Let $X$ be some random vector in $\mathbb{R}^d$. What are minimal assumptions on the distribution of $X$, so that we can claim the following $$\langle X,a\rangle = \langle X,b\rangle \implies a=b$$
My first thought was that $X$ should be supported on the entire $\mathbb{R}^d$. Because we know that $$\langle x,a\rangle=\langle x,b\rangle,\forall x\in\mathbb{R}^d \implies a=b.$$
Is this correct?
If $X$ satisfies $\langle X, a \rangle = \langle X, b \rangle \implies a = b$ then in particular $\langle X, a \rangle = 0 \implies a = 0$.
Therefore $a \perp \operatorname{Im} X \implies a = 0$ so $(\operatorname{Im} X)^\perp = \{0\}$. Taking orthogonal complements implies $\operatorname{span}(\operatorname{Im X}) = \mathbb{R}^d$.
Conversely, if $\operatorname{span}(\operatorname{Im X}) = \mathbb{R}^d$ then clearly $(\operatorname{Im} X)^\perp = \{0\}$.

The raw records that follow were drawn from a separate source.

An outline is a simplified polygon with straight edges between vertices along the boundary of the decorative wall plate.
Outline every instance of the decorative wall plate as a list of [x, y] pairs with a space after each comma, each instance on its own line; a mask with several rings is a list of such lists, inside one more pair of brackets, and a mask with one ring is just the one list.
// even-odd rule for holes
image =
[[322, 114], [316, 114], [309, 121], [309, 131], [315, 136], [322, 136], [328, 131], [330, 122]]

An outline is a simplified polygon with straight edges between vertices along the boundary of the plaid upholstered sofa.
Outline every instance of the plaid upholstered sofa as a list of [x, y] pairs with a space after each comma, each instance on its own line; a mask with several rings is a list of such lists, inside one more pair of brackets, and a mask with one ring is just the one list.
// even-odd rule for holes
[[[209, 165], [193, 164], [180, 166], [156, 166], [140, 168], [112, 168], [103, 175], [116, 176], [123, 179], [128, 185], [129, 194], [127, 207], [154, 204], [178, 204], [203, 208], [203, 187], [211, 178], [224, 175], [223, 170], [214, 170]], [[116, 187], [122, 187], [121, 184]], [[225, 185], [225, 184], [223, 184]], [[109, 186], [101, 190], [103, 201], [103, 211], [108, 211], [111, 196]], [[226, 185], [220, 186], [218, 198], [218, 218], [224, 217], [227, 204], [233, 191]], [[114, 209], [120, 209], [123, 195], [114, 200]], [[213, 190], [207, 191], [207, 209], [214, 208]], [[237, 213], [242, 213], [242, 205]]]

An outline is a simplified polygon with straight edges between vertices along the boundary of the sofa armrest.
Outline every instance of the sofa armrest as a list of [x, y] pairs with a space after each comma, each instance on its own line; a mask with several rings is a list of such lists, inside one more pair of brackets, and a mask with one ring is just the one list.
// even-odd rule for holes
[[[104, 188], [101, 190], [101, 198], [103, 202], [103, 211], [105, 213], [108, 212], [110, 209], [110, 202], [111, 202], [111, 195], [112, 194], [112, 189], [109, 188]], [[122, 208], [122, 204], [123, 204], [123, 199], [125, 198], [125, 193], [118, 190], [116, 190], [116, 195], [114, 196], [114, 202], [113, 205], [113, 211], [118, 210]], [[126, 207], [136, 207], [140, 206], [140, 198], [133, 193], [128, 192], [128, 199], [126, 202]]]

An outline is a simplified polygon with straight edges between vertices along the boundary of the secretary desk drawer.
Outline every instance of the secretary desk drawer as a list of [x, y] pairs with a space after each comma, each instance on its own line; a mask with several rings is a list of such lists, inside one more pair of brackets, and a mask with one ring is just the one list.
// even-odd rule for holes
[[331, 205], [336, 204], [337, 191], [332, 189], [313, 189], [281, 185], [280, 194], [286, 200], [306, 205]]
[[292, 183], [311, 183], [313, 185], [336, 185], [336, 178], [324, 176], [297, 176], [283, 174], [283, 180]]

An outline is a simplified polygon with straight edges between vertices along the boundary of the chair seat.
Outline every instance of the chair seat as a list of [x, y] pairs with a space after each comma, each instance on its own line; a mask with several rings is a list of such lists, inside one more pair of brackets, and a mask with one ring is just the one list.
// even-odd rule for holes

Assume $\langle X, a \rangle = \langle X, b \rangle$. We have $$\langle X, a \rangle = \langle X, b \rangle \implies \langle X, a - b\rangle = 0\implies a - b \in (\operatorname{Im} X)^\perp = \{0\} \implies a = b$$
We conclude that for the condition to hold, it is necessary and sufficient that the image of $X$ spans $\mathbb{R}^d$, or equivalently, that it contains $d$ linearly independent vectors.